BAB I
RINGKASAN MATERI
Progressivisme
mempunyai konsep yang didasari oleh pengetahuan dan kepercayaan bahwa
manusia itu mempunyai kemampuan-kemampuan yang wajar dan dapat
menghadapi masalah yang menekan atau mengecam adanya manusia itu
sendiri. Aliran Progressivisme mengakui dan berusaha mengembangakan asas
Progressivisme dalam semua realitas, terutama dalam kehidupan adalah
tetap survive terhadap semua tantangan hidup manusia, harus praktis
dalam melihat segala sesuatu dari segi keagungannya. Berhubungan dengan
itu progressivisme kurang menyetujui adanya pendidikan yang bercorak
otoriter, baik yang timbul pada zaman dahulu maupun pada zaman sekarang.
Pendidikan
yang bercorak otoriter ini dapat diperkirakan mempunyai kesulitan untuk
mencapai tujuan, karena kurang menghargai dan memberikan tempat
semestinya kepada kemampuan-kemampuan tersebut dalam proses pendidikan.
Pada hal semuanya itu ibaratkan motor penggerak manusia dalam usahanya
untuk mengalami kemajuan atau progress.
Oleh
karena itu kemajuan atau progress ini menjadi inti perhatian
progressivisme, maka, beberapa ilmu pengetahuan yang mampu menumbuhkan
kemajuan dipandang oleh progresivisme merupakan bagian-bagian utama dari
kebudayaan. Progresivisme dinamakan instrumentalisme, karena aliran ini
beranggapan bahwa kemampuan intelegensi manusia sebagai alat untuk
hidup, kesejahteraan, mengembangkan kepribadian manusia.
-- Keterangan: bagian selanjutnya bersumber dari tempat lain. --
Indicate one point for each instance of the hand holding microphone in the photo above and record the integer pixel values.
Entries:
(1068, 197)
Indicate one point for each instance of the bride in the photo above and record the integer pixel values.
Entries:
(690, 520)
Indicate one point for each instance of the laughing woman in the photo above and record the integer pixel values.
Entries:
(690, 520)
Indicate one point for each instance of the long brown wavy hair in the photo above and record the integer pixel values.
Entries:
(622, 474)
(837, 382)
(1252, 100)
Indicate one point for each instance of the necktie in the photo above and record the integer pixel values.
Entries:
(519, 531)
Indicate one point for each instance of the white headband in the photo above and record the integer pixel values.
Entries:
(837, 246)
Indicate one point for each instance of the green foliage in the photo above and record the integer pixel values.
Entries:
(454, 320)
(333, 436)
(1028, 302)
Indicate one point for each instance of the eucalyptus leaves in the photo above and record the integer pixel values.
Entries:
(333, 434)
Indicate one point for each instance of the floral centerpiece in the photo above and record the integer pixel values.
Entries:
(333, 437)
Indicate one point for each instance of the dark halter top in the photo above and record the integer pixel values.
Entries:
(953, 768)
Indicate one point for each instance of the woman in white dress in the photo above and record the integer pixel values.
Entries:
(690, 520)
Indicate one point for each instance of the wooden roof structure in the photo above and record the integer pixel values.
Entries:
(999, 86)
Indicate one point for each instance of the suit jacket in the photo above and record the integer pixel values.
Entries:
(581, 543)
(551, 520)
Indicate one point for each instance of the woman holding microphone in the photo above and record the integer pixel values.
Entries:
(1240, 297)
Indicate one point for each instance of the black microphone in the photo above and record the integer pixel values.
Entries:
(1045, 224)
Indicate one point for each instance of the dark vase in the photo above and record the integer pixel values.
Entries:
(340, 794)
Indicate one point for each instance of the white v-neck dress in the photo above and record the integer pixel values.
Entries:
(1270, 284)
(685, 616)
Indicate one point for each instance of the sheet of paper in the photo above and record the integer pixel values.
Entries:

Dinamakan
eksperimentalisme, karena aliran tersebut menyadari dan mempraktekkan
asa eksperimen yang merupakan untuk menguji kebenaran suatu teori.
Sedangkan dinamakan environmetalisme karena aliran ini menganggap
lingkungan hidup itu mempengaruhi pembinaan kepribadian.
Progresivisme
yang lahir sekitar abad ke-20 merupakan filsafat yang bermuara pada
aliran filsafat pragmatisme yang diperkenalkan oleh William James
(1842-1910) dan John Dewey (1859- 1952), yang menitikberatkan pada segi
manfaat bagi hidup praktis.
Filsafat
progressivisme dipengaruhi oleh ide-ide dasar filsafat pragmatisme
dimana telah memberikan konsep dasar dengan azas yang utama yaitu
manusia dalam hidupnya untuk tetap survive terhadap semua tantangan,
harus pragmatis memandang sesuatu dari segi manfaatnya.
Di
sini kita bisa menganggap bahwa filsafat progressivisme merupakan The
Liberal Road of Culture (kebebasan mutlak menuju kearah kebudayaan)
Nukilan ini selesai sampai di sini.